Even packaging is becoming more of a fashion statement. Devoe will soon launch Regency, a complete collection of colors from ICI's ColourFutures book. Completely focused on ICI's five key trends, even Regency's packaging is designed to appeal to those who recognize good design.
All this attention on color is good for the decorative paint industry. But getting people to recognize how easy it is to refresh their spaces with minimal time and money using paint, is imperative. Leading paint makers taking a proactive approach to be on top of trends are recognizing the benefits.
"More and more, the paint industry, and ICI, is becoming more aware of how important trends are," said Danzinger. "It's a great selling point.
Today's interior palette offers something for everyone
Coatings World asked color marketing and forecasting experts at leading decorative paint companies in North America, Europe and Asia to give us their take on the current direction of interior color in residential settings. Here's what they had to say:
"I think collectively, the palette has progressed to be more colorful. TV shows, such as HGTV, have developed a sense of confidence with people. People are seeing all different ways to use color, and retail has spurred that on."
"There are two directions: first, the very bold colors-orange, fuchsia, lime green, turquoise, etc.-and secondly, the very soft, serene colors such as neutral and pastel. Bolder colors are bringing optimism in today's crazy world. Serene colors are transforming the home into a sanctuary, a place where one can feel good after a hard day at work."
"I see stronger, cleaner colors, coming from initially the sport/leisure fashion as accents, moving into fashion and now into our homes. The last three to four years we have had a preference for complex colors; the new stronger colors act as a complement to these."
"Neutrals from cool off-whites through to deeper beiges and grays are popular as versatile backgrounds to minimalist decorating styles. Feature walls are waning in popularity with consumers opting to either add color with accessories or paint entire rooms the color that would have traditionally just been the feature color."

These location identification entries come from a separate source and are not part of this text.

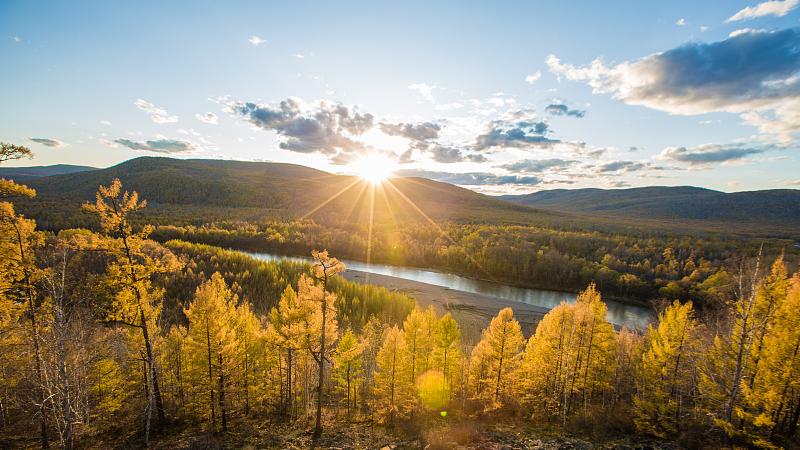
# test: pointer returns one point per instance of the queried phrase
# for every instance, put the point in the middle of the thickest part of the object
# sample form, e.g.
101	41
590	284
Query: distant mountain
26	173
779	207
199	190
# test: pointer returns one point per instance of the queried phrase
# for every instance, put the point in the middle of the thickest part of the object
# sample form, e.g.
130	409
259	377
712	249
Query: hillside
27	173
770	209
199	191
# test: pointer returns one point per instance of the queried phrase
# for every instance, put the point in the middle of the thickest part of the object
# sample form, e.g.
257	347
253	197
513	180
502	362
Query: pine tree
665	382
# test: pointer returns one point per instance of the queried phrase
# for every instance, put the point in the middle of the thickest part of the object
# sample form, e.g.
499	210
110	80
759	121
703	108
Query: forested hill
198	191
180	190
779	206
27	173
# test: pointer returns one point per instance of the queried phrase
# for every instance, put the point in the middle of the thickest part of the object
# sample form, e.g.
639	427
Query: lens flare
374	168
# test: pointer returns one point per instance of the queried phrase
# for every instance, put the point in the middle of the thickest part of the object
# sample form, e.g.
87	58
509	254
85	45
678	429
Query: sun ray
440	230
330	199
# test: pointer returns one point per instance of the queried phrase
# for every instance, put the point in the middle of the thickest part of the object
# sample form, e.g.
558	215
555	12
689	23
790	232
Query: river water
619	313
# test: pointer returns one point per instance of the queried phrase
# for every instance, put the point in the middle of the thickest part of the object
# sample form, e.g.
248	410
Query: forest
624	266
110	338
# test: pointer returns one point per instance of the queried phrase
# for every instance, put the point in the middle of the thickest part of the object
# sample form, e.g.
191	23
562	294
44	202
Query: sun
374	168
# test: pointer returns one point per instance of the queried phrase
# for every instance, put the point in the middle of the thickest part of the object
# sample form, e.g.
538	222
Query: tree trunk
210	378
222	411
318	425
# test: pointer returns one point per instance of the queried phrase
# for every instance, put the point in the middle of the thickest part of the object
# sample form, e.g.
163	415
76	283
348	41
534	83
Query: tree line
110	333
700	269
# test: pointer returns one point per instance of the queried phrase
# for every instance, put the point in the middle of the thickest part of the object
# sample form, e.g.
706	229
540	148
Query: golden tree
666	380
499	352
212	343
134	260
325	267
393	393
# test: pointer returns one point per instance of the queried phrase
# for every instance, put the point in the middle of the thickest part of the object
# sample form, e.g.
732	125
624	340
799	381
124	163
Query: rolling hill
779	207
27	173
197	191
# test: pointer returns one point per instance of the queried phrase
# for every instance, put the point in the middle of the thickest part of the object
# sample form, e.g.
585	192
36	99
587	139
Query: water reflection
618	313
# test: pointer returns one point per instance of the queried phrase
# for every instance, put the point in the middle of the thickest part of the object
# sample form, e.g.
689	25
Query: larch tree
289	325
18	241
571	355
135	260
325	267
248	337
418	330
728	366
348	368
212	342
666	379
500	348
446	355
393	392
773	404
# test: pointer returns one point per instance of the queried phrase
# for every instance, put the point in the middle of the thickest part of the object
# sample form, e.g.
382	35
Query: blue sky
494	96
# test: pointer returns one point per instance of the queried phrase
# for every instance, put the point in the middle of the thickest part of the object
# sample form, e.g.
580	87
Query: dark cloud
518	130
753	73
47	142
560	109
472	178
537	165
709	153
622	166
158	145
327	128
423	131
444	154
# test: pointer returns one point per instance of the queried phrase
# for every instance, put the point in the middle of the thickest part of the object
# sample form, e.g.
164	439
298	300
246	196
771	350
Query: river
619	313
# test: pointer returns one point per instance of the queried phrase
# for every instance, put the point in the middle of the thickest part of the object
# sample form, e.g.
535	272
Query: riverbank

"In general, there's more color. People are being influenced by TV shows, and are getting more adventurous, whether it's accent colors or a whole room. Colors are more saturated."
The Finish Line
From matte to gloss, the type of finish selected by a painter or homeowner can really change the mood of a space. Coatings World asked color experts about what role finishes are playing in the decorative market, and what's "in" their markets. Here is what they had to say:
"In New Zealand, the low sheen market is the key market for interior finishes, with consumers also tending towards satin finishes outside. This has reinforced the popularity of muddied hues that work well with the softened lower sheen look. Colors are increasingly complex, with simple pastels seldom seen."
"At Sico, we have launched in 1999 our Cashmere line which was the first paint in the Canadian market that would offer a flat finish but yet be washable, thanks to a new technology using thermoplastic beads. People that have since tried Cashmere have become regular users as they were able to view the color they chose in a finish that showed no reflection. 10 years ago our best seller was semi-gloss. Today it is the last one in our sales! People now ask for finishes with no reflection."
"I don't think it has affected the color use but I think it has played a role in making people aware about the possibilities with paint, which plays along nicely with the "personal" trend that we have had for the last years."